すぐそばで、ばさりという羽音と同時に、落葉が宙に飛び上り、鴇守の視界を覆う。あからさまに不機嫌な声が、鴇守の耳を打つ。
「鴇、うるさい。そんなに大声で呼ばずともすぐに起きる。ったく、豆腐といっしょに鍋で煮て喰ってやるぞ」
人間と同じような容姿、大きさで、百八十センチほどのおおきな濡れ羽色の翼を持つ、古い書にその存在を記されていた怪異の一つ天狗が今、鴇守の目前にいた。

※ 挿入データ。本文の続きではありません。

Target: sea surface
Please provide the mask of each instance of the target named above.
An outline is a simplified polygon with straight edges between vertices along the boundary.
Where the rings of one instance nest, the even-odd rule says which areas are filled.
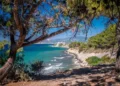
[[[75,66],[73,56],[65,52],[67,48],[54,47],[52,44],[33,44],[23,49],[26,64],[43,61],[43,74],[68,70]]]

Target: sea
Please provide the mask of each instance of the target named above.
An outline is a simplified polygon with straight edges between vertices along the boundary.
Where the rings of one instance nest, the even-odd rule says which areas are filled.
[[[55,47],[53,44],[33,44],[23,48],[24,62],[32,64],[43,61],[42,74],[72,69],[76,66],[73,55],[66,53],[67,48]]]

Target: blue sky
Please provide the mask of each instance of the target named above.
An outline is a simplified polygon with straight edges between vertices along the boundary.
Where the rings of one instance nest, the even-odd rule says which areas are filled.
[[[43,4],[44,5],[44,4]],[[50,10],[50,7],[48,5],[45,4],[45,7],[47,8],[47,10],[49,11]],[[38,7],[38,10],[41,10],[43,12],[43,15],[45,13],[45,10],[43,10],[41,7]],[[52,13],[54,14],[54,13]],[[52,15],[51,14],[51,15]],[[4,16],[4,20],[7,20],[10,18],[10,15],[8,13],[5,13],[2,11],[2,9],[0,8],[0,16]],[[93,21],[92,21],[92,27],[90,27],[89,31],[88,31],[88,37],[91,37],[91,36],[94,36],[102,31],[105,30],[106,28],[106,22],[108,21],[108,18],[106,17],[99,17],[99,18],[95,18]],[[81,29],[81,28],[80,28]],[[82,28],[84,29],[84,28]],[[55,37],[52,37],[52,39],[59,39],[59,38],[69,38],[69,37],[72,37],[73,36],[73,32],[72,31],[67,31],[65,33],[62,33],[60,35],[57,35]],[[86,36],[85,34],[83,34],[82,31],[78,32],[78,35],[79,36]],[[4,40],[4,38],[2,36],[0,36],[0,40]]]

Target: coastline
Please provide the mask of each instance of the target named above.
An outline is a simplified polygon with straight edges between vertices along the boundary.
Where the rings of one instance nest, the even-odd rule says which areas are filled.
[[[96,50],[97,51],[97,50]],[[116,54],[113,53],[111,55],[111,51],[106,51],[106,52],[78,52],[77,49],[71,49],[68,48],[68,50],[66,51],[68,54],[73,55],[74,59],[77,60],[77,68],[84,68],[84,67],[90,67],[88,65],[88,63],[86,62],[86,59],[91,57],[91,56],[97,56],[99,58],[107,55],[110,56],[111,58],[115,58]],[[76,62],[76,61],[75,61]]]
[[[85,61],[85,59],[81,59],[79,54],[77,53],[78,51],[77,50],[71,50],[71,49],[68,49],[66,51],[66,53],[70,54],[73,56],[74,58],[74,62],[75,62],[75,65],[76,67],[75,68],[84,68],[84,67],[88,67],[88,64],[87,62]],[[74,68],[73,68],[74,69]]]

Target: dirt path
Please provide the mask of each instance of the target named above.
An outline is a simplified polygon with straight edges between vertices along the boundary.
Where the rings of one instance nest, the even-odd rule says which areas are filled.
[[[114,66],[80,68],[44,80],[9,83],[5,86],[120,86],[115,81]],[[64,76],[63,76],[64,74]]]

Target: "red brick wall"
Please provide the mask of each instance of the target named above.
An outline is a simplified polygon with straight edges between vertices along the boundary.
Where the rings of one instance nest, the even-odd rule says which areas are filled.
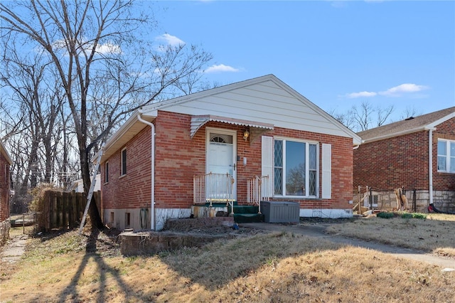
[[[363,144],[354,150],[353,167],[355,191],[359,185],[428,189],[428,132]]]
[[[260,176],[261,138],[243,139],[245,127],[210,122],[191,139],[191,116],[159,111],[156,127],[155,201],[156,208],[189,208],[193,204],[193,177],[205,173],[205,129],[216,127],[237,132],[237,201],[246,203],[247,179]],[[127,145],[127,174],[119,178],[120,152],[109,159],[109,181],[103,184],[103,208],[143,207],[150,203],[150,127]],[[299,201],[306,208],[349,208],[352,200],[352,138],[275,129],[265,134],[316,141],[332,145],[332,198]],[[320,152],[320,157],[321,157]],[[243,166],[243,157],[247,165]],[[319,159],[321,181],[321,159]],[[102,170],[104,174],[104,169]],[[103,176],[102,180],[105,180]],[[321,188],[321,185],[319,186]],[[321,190],[320,190],[321,191]],[[321,195],[321,191],[320,191]],[[286,198],[286,201],[291,199]],[[296,200],[292,200],[296,201]]]
[[[151,202],[151,138],[147,127],[125,146],[127,174],[120,176],[120,149],[109,159],[109,182],[105,183],[105,164],[102,164],[103,208],[150,207]]]
[[[433,189],[455,191],[455,174],[439,173],[437,171],[438,138],[455,141],[455,118],[437,125],[433,132]]]
[[[0,153],[0,222],[9,218],[9,164]]]
[[[267,135],[286,137],[319,142],[319,196],[322,195],[322,144],[331,144],[332,151],[332,193],[331,199],[295,200],[283,198],[285,201],[300,202],[301,208],[350,208],[348,201],[352,200],[353,187],[353,139],[309,132],[275,128]],[[260,144],[259,144],[260,147]],[[260,154],[260,149],[259,151]],[[260,160],[260,157],[259,157]],[[260,163],[259,163],[260,166]],[[260,174],[260,168],[259,168]],[[277,200],[275,198],[274,200]]]

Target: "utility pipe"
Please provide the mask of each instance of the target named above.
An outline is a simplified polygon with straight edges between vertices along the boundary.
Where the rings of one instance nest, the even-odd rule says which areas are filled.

天狗という夢物語のような存在が、眠そうにあくびをし、人間味あふれる仕草でただそこに普通に――――――そこに存在していた。
「はぁ。僕の名前は確かに鴇守だけど、鳥の鴇じゃないよ。だいたいトキ汁って生臭い上に、赤くて気味悪いってこの前、ハクがいったんじゃないか。もう忘れたのか、そうかおまえもついに耄碌したんだな」
「何を? 俺は、まだまだ健康体だ。それに、俺はこう見えても若い個体の方なんだぜ。だいたい、おまえら人間は早く死にすぎだっていうんだ。俺ら天狗を見習って、あと百年くらい生きろよ。おまえらはすぐにボケが始まって、足腰が弱くなって山に上がってこなくなるじゃねぇか」
腕を組み仁王立ちになっているハクに、鴇守は白い目を向ける。ハクが、威嚇するように漆黒の羽を大きく広げたが、その目に諍いの意思がないので軽く受け流す。あいさつ代わりのようなもので、お互い慣れた様子だ。
「人間の寿命は、そんなに長くないって。それに、昔に比べれば長くなっただろ?」
どこか寂しそうな様子に、背負ってきていた風呂敷を、ハクに押し付け、鴇守は乾いた枝を拾い集める。それに、ハクがふっと息を吐きかけるようにして火をつける。人の火と違い、妖の火は、燃やすものの指定ができるため、意図して引き起こさない限り山火事の心配はない。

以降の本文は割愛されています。